Professorships established by the Cluster

Robert Bamler

  Data Science and Machine Learning

Robert Bamler develops approximate algorithms that scale up Bayesian inference to large data sets and powerful probabilistic models. His research provides new tools for natural scientists, highly effective codecs for data compression, and the foundations for a new kind of equitable machine learning in decentralized networks.


Jakob Macke 

  Machine Learning in Science

Our goal is to accelerate scientific discovery using machine learning and artificial intelligence (AI): We develop computational methods that help scientists interpret empirical data and use them gain scientific insights.


Senior Professorship established by the Cluster

Wolfgang Spohn

  Philosophy of Science

Wolfgang Spohn's areas of competence are epistemiology and philosophy of science, with a special focus on logic.

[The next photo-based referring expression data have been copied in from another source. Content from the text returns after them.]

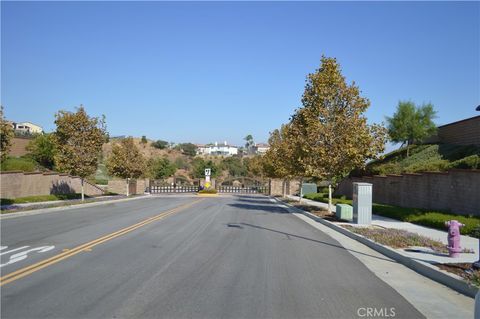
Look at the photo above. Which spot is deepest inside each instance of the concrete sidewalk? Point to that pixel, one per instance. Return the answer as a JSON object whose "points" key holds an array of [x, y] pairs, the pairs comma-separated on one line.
{"points": [[425, 255]]}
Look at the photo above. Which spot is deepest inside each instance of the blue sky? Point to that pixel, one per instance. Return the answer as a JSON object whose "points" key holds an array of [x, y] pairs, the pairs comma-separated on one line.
{"points": [[214, 71]]}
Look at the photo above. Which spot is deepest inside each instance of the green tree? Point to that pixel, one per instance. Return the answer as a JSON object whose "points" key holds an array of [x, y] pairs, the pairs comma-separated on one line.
{"points": [[411, 124], [126, 161], [160, 144], [181, 163], [160, 168], [249, 143], [329, 136], [144, 141], [6, 135], [188, 149], [42, 149], [78, 141]]}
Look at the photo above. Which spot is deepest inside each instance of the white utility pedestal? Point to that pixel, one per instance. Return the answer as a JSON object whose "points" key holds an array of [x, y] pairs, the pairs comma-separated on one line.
{"points": [[362, 203]]}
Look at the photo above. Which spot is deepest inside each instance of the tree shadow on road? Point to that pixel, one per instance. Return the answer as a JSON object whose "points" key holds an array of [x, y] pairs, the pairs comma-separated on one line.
{"points": [[257, 201], [316, 241], [266, 208]]}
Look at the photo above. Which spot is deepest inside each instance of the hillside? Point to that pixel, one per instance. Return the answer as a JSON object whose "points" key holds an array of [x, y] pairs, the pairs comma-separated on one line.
{"points": [[431, 157]]}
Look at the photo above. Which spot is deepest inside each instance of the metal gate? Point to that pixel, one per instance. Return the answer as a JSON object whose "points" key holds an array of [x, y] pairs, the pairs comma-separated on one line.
{"points": [[154, 189], [243, 190]]}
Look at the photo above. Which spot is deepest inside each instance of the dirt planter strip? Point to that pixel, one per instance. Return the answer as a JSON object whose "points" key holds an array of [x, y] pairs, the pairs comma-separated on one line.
{"points": [[450, 280]]}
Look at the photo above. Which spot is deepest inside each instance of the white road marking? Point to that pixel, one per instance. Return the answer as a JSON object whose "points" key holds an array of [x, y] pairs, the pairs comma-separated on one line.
{"points": [[23, 255], [11, 251]]}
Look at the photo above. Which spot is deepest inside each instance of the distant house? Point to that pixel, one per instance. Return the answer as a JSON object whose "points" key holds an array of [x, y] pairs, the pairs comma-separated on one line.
{"points": [[217, 149], [28, 128], [261, 148]]}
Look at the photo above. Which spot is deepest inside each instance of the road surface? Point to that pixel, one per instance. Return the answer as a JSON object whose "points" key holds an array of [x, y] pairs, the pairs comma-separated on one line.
{"points": [[184, 257]]}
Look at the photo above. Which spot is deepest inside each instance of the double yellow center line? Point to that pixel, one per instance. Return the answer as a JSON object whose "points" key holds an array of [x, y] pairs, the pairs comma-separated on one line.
{"points": [[20, 273]]}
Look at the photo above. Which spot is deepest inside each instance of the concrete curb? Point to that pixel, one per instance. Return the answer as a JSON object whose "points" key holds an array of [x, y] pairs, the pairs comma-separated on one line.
{"points": [[68, 207], [450, 280]]}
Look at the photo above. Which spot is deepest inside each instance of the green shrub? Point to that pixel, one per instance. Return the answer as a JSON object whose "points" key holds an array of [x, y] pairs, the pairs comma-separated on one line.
{"points": [[25, 164], [412, 215], [40, 198], [428, 218], [438, 165], [100, 181], [323, 198], [469, 162]]}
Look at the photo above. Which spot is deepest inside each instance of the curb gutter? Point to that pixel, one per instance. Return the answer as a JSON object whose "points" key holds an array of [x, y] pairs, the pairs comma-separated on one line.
{"points": [[450, 280]]}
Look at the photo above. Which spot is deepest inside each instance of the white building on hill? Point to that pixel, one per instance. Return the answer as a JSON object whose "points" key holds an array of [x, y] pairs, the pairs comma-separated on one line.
{"points": [[216, 149], [28, 127], [261, 148]]}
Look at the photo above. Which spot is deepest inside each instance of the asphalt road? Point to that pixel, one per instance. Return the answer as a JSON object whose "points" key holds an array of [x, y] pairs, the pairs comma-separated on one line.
{"points": [[224, 257]]}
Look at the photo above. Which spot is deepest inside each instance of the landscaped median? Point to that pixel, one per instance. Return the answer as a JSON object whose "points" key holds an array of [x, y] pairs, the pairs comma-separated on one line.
{"points": [[433, 219], [422, 254]]}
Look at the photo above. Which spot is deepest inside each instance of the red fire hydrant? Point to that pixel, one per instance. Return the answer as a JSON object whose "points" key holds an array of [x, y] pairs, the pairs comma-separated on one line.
{"points": [[454, 248]]}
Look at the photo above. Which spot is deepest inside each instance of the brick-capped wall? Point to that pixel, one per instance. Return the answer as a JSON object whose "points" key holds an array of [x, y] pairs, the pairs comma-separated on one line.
{"points": [[465, 132], [19, 146], [456, 191], [119, 186], [20, 184]]}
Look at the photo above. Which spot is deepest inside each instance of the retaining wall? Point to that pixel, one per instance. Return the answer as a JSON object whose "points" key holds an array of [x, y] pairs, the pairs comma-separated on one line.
{"points": [[19, 184], [457, 191]]}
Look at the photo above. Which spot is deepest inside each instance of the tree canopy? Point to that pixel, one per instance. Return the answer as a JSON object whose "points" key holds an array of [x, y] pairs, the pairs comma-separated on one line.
{"points": [[42, 149], [160, 168], [328, 136], [78, 140], [160, 144], [126, 161]]}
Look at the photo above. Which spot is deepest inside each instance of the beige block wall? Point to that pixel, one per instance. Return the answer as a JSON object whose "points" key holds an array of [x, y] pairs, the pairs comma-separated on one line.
{"points": [[457, 191], [119, 186], [19, 184], [464, 132], [19, 146]]}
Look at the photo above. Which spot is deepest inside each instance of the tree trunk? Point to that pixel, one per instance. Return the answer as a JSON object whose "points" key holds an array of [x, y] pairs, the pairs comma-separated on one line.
{"points": [[301, 191], [329, 198], [83, 192]]}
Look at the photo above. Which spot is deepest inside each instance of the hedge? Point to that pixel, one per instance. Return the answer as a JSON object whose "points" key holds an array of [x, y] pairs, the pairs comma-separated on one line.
{"points": [[433, 219]]}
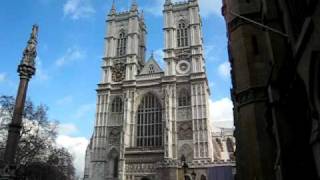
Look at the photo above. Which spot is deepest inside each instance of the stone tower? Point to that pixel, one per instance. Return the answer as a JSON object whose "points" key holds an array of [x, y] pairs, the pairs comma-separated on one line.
{"points": [[249, 59], [274, 53], [183, 54], [150, 123]]}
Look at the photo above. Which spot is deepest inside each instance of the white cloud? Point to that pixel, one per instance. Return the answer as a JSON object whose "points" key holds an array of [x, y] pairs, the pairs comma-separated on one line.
{"points": [[67, 129], [207, 7], [210, 7], [83, 110], [77, 147], [3, 77], [77, 9], [224, 70], [65, 100], [72, 54], [221, 112], [41, 73]]}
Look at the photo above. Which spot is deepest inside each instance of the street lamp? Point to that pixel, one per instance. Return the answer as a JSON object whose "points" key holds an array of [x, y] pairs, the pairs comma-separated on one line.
{"points": [[193, 175], [26, 70]]}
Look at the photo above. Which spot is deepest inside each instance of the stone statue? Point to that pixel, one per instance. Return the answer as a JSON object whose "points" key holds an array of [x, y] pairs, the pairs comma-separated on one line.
{"points": [[30, 53]]}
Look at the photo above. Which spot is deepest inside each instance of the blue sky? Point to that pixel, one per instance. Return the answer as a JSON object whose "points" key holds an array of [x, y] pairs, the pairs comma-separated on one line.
{"points": [[71, 43]]}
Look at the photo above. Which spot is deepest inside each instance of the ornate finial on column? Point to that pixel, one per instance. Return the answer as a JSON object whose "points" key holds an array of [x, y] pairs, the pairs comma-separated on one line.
{"points": [[27, 65], [134, 6], [167, 2], [113, 9], [142, 15]]}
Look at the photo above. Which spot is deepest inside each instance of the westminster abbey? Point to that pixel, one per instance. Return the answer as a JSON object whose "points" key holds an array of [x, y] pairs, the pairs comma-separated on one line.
{"points": [[153, 124]]}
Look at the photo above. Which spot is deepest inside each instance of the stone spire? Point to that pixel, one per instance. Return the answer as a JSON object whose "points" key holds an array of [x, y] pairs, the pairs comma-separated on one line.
{"points": [[113, 9], [26, 70], [142, 16], [27, 64], [134, 6], [167, 2]]}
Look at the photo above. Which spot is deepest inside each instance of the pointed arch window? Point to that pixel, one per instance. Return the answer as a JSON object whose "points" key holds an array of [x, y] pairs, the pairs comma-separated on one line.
{"points": [[203, 177], [122, 44], [184, 98], [182, 34], [117, 105], [149, 122], [230, 145]]}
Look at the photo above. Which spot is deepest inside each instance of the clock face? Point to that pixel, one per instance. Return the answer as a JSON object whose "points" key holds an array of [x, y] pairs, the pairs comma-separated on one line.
{"points": [[118, 72], [183, 67]]}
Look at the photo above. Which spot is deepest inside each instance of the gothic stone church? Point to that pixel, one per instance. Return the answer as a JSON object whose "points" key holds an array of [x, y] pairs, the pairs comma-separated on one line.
{"points": [[152, 124]]}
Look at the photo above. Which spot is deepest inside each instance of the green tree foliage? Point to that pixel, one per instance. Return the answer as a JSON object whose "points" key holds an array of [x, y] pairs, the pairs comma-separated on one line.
{"points": [[37, 155]]}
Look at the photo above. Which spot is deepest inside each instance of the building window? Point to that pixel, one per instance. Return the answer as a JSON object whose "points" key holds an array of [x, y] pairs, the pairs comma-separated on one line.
{"points": [[184, 98], [115, 166], [149, 122], [230, 145], [117, 105], [182, 35], [255, 46], [151, 69], [203, 177], [122, 44]]}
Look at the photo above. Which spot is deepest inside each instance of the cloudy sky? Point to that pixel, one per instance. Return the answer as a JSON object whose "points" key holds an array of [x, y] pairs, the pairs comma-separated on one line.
{"points": [[70, 49]]}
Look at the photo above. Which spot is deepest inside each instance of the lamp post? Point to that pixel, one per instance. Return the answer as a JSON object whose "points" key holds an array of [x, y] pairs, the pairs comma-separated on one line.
{"points": [[193, 175], [26, 70]]}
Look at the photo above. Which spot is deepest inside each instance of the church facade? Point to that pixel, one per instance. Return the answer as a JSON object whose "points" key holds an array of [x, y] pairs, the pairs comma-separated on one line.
{"points": [[152, 123]]}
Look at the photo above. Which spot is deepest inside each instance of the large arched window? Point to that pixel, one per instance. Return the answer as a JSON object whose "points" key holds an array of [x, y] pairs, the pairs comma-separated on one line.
{"points": [[113, 161], [184, 98], [122, 44], [230, 145], [203, 177], [182, 34], [149, 122], [117, 105]]}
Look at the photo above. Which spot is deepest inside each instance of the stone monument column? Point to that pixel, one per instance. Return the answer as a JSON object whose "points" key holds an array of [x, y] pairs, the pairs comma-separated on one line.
{"points": [[26, 70]]}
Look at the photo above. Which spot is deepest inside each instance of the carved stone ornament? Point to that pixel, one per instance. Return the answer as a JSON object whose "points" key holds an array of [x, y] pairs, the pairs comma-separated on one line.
{"points": [[118, 72]]}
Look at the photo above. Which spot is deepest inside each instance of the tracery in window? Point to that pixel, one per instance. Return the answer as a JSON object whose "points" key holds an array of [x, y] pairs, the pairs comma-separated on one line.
{"points": [[122, 44], [184, 98], [230, 145], [203, 177], [182, 34], [117, 105], [149, 122]]}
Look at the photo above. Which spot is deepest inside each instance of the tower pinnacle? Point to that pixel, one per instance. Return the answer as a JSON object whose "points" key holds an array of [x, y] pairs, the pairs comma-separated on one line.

Professorships supported by the Cluster

Manfred Claassen

  Clinical Bioinformatics, Medical Faculty, University of Tübingen

Manfred Claassen uses machine learning for single-cell biology in health and disease.


Stephan Eckstein

  Mathematical Methods in Computer Science, Department of Mathematics, University of Tübingen

Stephan Eckstein works at the intersection of probability theory and machine learning, with a particular focus on statistical distances and efficient computational methods.


Michèle Finck

  Law and Artificial Intelligence, Department of Law, University of Tübingen

Michèle Finck's research focuses on law and artificial intelligence with a particular emphasis on data (protection) law and governance.


Gerard Pons-Moll

  Continuous Learning of Multimodal Data Streams, Department of Computer Science, University of Tübingen

Gerard Pons-Moll's research lies at the intersection of Machine Learning, Computer Vision and Computer Graphics. His goal is to build digital humans that look and behave like real ones.

 


Bob Williamson

  Foundations of Machine Learning Systems

I am interested in understanding and designing machine learning systems as a whole. To that end I am pursuing theoretical questions regarding machine learning problems and how they relate to each other.